Decades of research demonstrates conclusively that the climate is NOT changing, in so far as tree genetics are concerned.

Historical research has also demonstrated conclusively that in prior eras, such as Medieval, Roman, and Minoan times, the climate was much warmer than today, perhaps 5 deg F. Yet back then the exact same tree species grew where they grow today. We need to go back to the Wisconsin Glaciation over 12,000 years ago to find a truly different climate, and that condition was 10 to 15 deg F colder than today. What grew in Idaho back then were tundra and steppe species, and only in areas that were not covered with continental ice sheets.

If there is any danger of climate change, it is that the Ice Ages are going to return. It is going to get colder, not warmer. In fact, the globe has been in a neoglaciation mode, cooling off, for the last 7,000+ years [here].

These are just the facts, sports fans. We deal in facts here, not wild conjecture based on political or quasi-religious New Age prophesies.

Rocky quotes Tidwell:

“We can’t recreate the conditions of the past,” Tidwell said. “We need to look forward.”

Technically speaking, that’s true. But restoration is not re-creation. Forest restoration means active management to bring back historical cultural landscapes, historical forest development pathways, and traditional ecological stewardship to achieve historical resiliency to fire and insects and to preclude and prevent a-historical catastrophic fires that decimate and destroy myriad resource values [here].

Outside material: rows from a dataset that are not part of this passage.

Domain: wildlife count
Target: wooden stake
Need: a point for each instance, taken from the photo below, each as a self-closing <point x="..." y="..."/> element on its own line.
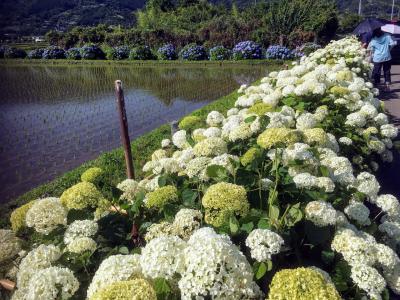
<point x="124" y="129"/>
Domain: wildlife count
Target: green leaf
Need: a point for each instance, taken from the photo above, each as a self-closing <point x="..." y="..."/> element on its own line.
<point x="233" y="224"/>
<point x="250" y="119"/>
<point x="274" y="212"/>
<point x="248" y="227"/>
<point x="262" y="269"/>
<point x="328" y="257"/>
<point x="162" y="181"/>
<point x="123" y="250"/>
<point x="161" y="286"/>
<point x="189" y="197"/>
<point x="263" y="224"/>
<point x="269" y="265"/>
<point x="215" y="171"/>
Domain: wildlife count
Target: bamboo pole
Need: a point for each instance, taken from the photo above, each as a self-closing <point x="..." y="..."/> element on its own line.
<point x="124" y="129"/>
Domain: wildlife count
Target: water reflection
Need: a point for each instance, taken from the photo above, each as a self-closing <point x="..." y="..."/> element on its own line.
<point x="54" y="118"/>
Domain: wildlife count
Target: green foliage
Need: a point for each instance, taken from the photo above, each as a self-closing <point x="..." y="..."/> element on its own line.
<point x="141" y="53"/>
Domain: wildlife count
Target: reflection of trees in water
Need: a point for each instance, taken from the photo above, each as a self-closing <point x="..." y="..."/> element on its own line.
<point x="51" y="83"/>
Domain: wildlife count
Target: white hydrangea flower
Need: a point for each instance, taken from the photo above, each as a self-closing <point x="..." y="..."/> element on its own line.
<point x="326" y="183"/>
<point x="306" y="121"/>
<point x="114" y="268"/>
<point x="356" y="120"/>
<point x="389" y="204"/>
<point x="165" y="143"/>
<point x="46" y="215"/>
<point x="381" y="119"/>
<point x="82" y="244"/>
<point x="393" y="278"/>
<point x="386" y="257"/>
<point x="215" y="268"/>
<point x="369" y="111"/>
<point x="368" y="279"/>
<point x="345" y="141"/>
<point x="214" y="119"/>
<point x="197" y="167"/>
<point x="263" y="243"/>
<point x="52" y="283"/>
<point x="179" y="139"/>
<point x="389" y="131"/>
<point x="39" y="258"/>
<point x="358" y="212"/>
<point x="212" y="132"/>
<point x="163" y="257"/>
<point x="80" y="228"/>
<point x="392" y="229"/>
<point x="320" y="213"/>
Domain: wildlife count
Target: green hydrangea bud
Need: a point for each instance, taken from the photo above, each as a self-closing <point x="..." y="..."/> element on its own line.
<point x="222" y="200"/>
<point x="161" y="196"/>
<point x="82" y="195"/>
<point x="302" y="284"/>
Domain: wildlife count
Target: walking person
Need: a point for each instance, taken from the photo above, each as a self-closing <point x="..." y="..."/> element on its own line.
<point x="380" y="47"/>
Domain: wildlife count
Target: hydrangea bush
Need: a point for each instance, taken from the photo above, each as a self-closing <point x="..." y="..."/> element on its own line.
<point x="247" y="50"/>
<point x="35" y="54"/>
<point x="141" y="53"/>
<point x="167" y="52"/>
<point x="73" y="54"/>
<point x="118" y="53"/>
<point x="220" y="53"/>
<point x="278" y="52"/>
<point x="11" y="52"/>
<point x="193" y="52"/>
<point x="275" y="199"/>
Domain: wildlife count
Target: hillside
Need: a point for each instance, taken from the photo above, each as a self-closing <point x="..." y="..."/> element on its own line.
<point x="27" y="17"/>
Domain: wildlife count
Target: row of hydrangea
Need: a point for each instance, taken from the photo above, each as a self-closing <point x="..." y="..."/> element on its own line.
<point x="274" y="199"/>
<point x="242" y="50"/>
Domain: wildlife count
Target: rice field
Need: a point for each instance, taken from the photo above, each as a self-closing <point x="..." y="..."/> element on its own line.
<point x="53" y="118"/>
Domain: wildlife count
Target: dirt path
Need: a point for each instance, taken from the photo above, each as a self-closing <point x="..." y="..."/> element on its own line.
<point x="389" y="175"/>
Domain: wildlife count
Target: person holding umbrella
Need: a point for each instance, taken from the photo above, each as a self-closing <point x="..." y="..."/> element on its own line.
<point x="380" y="47"/>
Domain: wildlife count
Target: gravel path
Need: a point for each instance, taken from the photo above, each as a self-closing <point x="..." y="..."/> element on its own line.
<point x="389" y="174"/>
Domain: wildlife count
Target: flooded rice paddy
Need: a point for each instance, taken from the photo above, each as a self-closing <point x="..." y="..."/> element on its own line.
<point x="54" y="118"/>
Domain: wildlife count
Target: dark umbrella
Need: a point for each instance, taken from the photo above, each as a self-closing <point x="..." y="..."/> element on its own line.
<point x="368" y="25"/>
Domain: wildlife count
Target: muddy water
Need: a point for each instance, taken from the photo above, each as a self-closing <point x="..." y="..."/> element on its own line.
<point x="53" y="118"/>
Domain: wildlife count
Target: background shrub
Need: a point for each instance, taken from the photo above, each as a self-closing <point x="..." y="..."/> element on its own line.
<point x="35" y="54"/>
<point x="141" y="53"/>
<point x="247" y="50"/>
<point x="193" y="52"/>
<point x="308" y="48"/>
<point x="167" y="52"/>
<point x="220" y="53"/>
<point x="53" y="52"/>
<point x="91" y="51"/>
<point x="118" y="53"/>
<point x="278" y="52"/>
<point x="2" y="50"/>
<point x="12" y="52"/>
<point x="73" y="53"/>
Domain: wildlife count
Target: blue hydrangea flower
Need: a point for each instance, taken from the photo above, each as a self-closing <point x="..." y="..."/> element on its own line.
<point x="247" y="50"/>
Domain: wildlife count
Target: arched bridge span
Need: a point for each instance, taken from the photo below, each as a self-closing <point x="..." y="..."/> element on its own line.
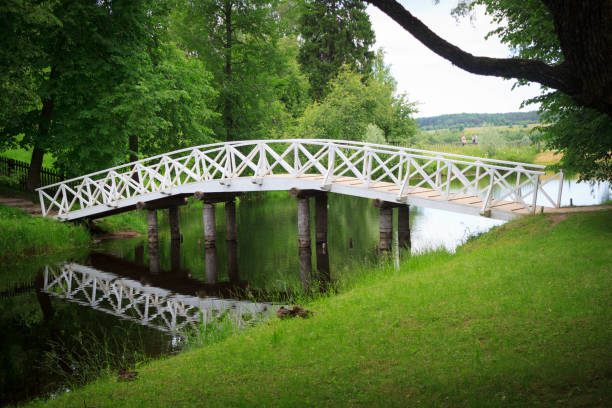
<point x="472" y="185"/>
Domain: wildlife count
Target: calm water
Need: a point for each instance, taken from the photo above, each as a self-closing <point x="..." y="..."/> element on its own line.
<point x="45" y="317"/>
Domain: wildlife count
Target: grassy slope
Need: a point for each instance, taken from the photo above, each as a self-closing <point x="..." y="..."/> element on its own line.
<point x="26" y="155"/>
<point x="24" y="235"/>
<point x="518" y="316"/>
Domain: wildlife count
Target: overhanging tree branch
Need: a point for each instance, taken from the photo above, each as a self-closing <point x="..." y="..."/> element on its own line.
<point x="567" y="77"/>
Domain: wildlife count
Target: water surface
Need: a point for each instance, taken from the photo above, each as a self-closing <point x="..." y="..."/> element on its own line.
<point x="44" y="318"/>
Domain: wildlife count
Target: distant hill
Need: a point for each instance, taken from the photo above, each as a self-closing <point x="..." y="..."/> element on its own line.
<point x="464" y="120"/>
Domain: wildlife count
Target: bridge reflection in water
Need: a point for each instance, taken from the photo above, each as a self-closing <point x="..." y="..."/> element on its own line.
<point x="169" y="302"/>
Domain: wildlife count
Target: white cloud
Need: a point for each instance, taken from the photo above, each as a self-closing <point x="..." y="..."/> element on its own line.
<point x="438" y="85"/>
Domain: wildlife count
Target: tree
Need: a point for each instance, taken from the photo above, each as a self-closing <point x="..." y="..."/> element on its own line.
<point x="583" y="134"/>
<point x="163" y="105"/>
<point x="102" y="83"/>
<point x="353" y="104"/>
<point x="237" y="40"/>
<point x="581" y="32"/>
<point x="73" y="53"/>
<point x="334" y="33"/>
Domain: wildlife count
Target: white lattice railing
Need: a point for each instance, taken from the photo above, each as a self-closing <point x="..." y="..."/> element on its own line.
<point x="146" y="305"/>
<point x="408" y="169"/>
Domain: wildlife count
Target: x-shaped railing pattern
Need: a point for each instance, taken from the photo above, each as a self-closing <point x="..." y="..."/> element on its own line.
<point x="408" y="169"/>
<point x="146" y="305"/>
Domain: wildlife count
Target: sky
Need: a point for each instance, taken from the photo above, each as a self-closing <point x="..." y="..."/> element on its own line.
<point x="435" y="83"/>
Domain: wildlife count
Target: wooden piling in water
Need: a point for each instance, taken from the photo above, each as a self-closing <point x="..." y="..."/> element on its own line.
<point x="323" y="271"/>
<point x="321" y="219"/>
<point x="304" y="222"/>
<point x="210" y="227"/>
<point x="212" y="274"/>
<point x="175" y="255"/>
<point x="173" y="218"/>
<point x="232" y="261"/>
<point x="403" y="226"/>
<point x="304" y="240"/>
<point x="231" y="228"/>
<point x="153" y="236"/>
<point x="386" y="228"/>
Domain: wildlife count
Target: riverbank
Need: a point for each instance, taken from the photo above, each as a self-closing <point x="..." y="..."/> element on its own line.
<point x="22" y="234"/>
<point x="518" y="316"/>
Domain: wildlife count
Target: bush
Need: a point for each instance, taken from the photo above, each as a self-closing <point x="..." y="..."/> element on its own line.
<point x="22" y="234"/>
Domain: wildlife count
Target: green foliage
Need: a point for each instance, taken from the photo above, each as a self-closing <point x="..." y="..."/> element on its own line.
<point x="334" y="33"/>
<point x="477" y="328"/>
<point x="353" y="103"/>
<point x="238" y="41"/>
<point x="24" y="235"/>
<point x="374" y="134"/>
<point x="490" y="140"/>
<point x="583" y="135"/>
<point x="459" y="121"/>
<point x="96" y="74"/>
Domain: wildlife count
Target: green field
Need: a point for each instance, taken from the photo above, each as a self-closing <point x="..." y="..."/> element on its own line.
<point x="519" y="316"/>
<point x="22" y="235"/>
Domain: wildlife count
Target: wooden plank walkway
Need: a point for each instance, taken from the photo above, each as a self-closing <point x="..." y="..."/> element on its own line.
<point x="429" y="179"/>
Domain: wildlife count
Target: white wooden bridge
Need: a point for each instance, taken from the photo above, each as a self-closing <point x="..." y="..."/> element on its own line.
<point x="146" y="305"/>
<point x="472" y="185"/>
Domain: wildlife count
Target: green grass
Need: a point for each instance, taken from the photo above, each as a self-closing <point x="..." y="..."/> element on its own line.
<point x="128" y="221"/>
<point x="524" y="154"/>
<point x="23" y="235"/>
<point x="519" y="316"/>
<point x="26" y="155"/>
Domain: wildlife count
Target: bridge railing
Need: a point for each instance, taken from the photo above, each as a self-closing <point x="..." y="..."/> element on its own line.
<point x="409" y="169"/>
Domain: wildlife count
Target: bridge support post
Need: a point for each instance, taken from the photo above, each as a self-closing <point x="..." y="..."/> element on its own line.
<point x="173" y="218"/>
<point x="232" y="261"/>
<point x="212" y="274"/>
<point x="231" y="229"/>
<point x="175" y="255"/>
<point x="403" y="226"/>
<point x="231" y="238"/>
<point x="153" y="241"/>
<point x="210" y="227"/>
<point x="304" y="240"/>
<point x="321" y="239"/>
<point x="386" y="228"/>
<point x="386" y="222"/>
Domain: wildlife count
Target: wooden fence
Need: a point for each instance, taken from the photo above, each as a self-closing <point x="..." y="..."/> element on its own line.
<point x="18" y="172"/>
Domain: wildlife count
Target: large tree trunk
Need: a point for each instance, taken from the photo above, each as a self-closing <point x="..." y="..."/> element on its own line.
<point x="227" y="110"/>
<point x="35" y="168"/>
<point x="585" y="35"/>
<point x="38" y="153"/>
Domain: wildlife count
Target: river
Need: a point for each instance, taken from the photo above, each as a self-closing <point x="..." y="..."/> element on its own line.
<point x="53" y="330"/>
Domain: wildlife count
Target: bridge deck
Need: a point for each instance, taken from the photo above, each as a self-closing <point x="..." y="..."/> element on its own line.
<point x="419" y="196"/>
<point x="428" y="179"/>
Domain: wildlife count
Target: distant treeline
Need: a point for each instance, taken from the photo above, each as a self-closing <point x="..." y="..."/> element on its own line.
<point x="464" y="120"/>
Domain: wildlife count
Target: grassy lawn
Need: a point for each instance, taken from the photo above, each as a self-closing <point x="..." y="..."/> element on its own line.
<point x="26" y="155"/>
<point x="23" y="235"/>
<point x="524" y="154"/>
<point x="519" y="316"/>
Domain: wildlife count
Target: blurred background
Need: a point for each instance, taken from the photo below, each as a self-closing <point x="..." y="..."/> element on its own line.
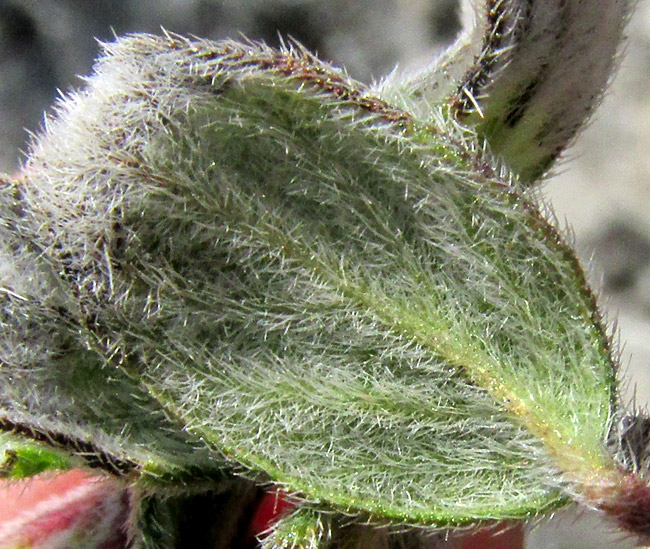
<point x="602" y="189"/>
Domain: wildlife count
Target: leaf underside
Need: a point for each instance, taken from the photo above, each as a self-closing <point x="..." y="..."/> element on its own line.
<point x="319" y="289"/>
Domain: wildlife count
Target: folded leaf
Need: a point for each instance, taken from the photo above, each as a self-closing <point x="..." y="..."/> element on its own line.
<point x="321" y="287"/>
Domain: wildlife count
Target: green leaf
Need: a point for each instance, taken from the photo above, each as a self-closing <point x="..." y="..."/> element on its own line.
<point x="235" y="260"/>
<point x="19" y="459"/>
<point x="321" y="287"/>
<point x="527" y="74"/>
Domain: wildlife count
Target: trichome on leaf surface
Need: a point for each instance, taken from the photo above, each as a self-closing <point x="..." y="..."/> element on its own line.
<point x="227" y="266"/>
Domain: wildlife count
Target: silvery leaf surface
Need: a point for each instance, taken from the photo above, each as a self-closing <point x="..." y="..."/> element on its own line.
<point x="326" y="291"/>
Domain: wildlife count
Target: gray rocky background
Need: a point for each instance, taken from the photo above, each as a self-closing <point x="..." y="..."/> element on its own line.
<point x="602" y="190"/>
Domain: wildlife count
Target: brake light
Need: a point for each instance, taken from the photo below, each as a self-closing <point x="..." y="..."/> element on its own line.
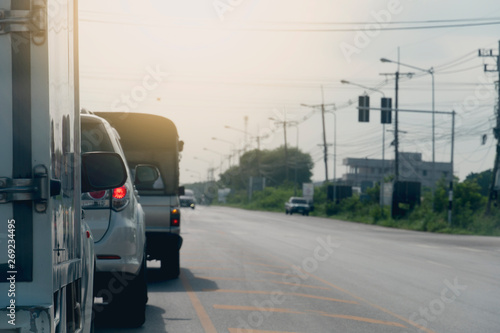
<point x="120" y="198"/>
<point x="119" y="192"/>
<point x="175" y="217"/>
<point x="95" y="200"/>
<point x="97" y="195"/>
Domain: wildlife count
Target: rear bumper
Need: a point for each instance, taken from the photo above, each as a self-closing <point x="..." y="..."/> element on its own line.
<point x="159" y="244"/>
<point x="27" y="319"/>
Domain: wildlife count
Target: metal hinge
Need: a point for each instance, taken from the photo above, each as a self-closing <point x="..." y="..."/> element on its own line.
<point x="25" y="189"/>
<point x="34" y="20"/>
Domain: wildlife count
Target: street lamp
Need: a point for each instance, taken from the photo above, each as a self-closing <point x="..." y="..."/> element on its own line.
<point x="210" y="169"/>
<point x="232" y="147"/>
<point x="383" y="131"/>
<point x="199" y="174"/>
<point x="396" y="120"/>
<point x="285" y="123"/>
<point x="246" y="133"/>
<point x="431" y="72"/>
<point x="216" y="152"/>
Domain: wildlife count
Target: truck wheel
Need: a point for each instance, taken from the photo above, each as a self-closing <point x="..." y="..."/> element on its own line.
<point x="130" y="304"/>
<point x="170" y="265"/>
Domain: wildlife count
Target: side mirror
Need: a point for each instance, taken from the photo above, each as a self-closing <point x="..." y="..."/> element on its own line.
<point x="102" y="171"/>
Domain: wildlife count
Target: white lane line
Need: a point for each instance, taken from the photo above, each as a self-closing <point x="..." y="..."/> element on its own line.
<point x="469" y="249"/>
<point x="439" y="264"/>
<point x="426" y="246"/>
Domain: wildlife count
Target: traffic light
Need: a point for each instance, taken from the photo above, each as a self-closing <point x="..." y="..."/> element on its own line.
<point x="386" y="110"/>
<point x="364" y="109"/>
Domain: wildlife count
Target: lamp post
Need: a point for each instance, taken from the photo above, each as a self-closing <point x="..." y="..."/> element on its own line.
<point x="232" y="147"/>
<point x="383" y="135"/>
<point x="216" y="152"/>
<point x="246" y="133"/>
<point x="285" y="123"/>
<point x="199" y="174"/>
<point x="431" y="72"/>
<point x="396" y="120"/>
<point x="210" y="169"/>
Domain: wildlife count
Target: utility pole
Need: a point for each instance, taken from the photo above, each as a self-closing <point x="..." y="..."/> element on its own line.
<point x="285" y="124"/>
<point x="396" y="122"/>
<point x="496" y="130"/>
<point x="325" y="147"/>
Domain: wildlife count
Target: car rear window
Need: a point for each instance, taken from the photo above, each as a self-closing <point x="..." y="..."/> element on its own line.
<point x="95" y="137"/>
<point x="302" y="201"/>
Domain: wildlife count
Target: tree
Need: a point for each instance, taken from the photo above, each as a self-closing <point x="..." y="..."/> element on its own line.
<point x="483" y="179"/>
<point x="272" y="165"/>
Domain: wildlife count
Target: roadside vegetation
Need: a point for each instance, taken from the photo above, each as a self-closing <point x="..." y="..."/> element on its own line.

In forest restoration the conditions of the past are not exactly duplicated, but they are guides to achieving forests that are resilient to disturbances. History is important. We can learn from history. One lesson is that the forest conditions of the past are excellent guideposts for the future.

The forests of the future are not going to be radically different from those of the past. They are not going to contain different species. If they are to be resilient, they must reflect the conditions that were resilient in the past. If forests are going to have old-growth trees in them, then those forests must recapitulate the historical development pathways that lead to old-growth. If we are going to get a handle on our forest fire crisis, then we must restore the fire-resilient, open, park-like forests of yesteryear with active management and frequent, seasonal, anthropogenic (human-set, not lightning-set) fires.

I think Chief Tidwell knows all that. I don’t think Rocky Barger gets it, but Tidwell does. I hope so, anyway.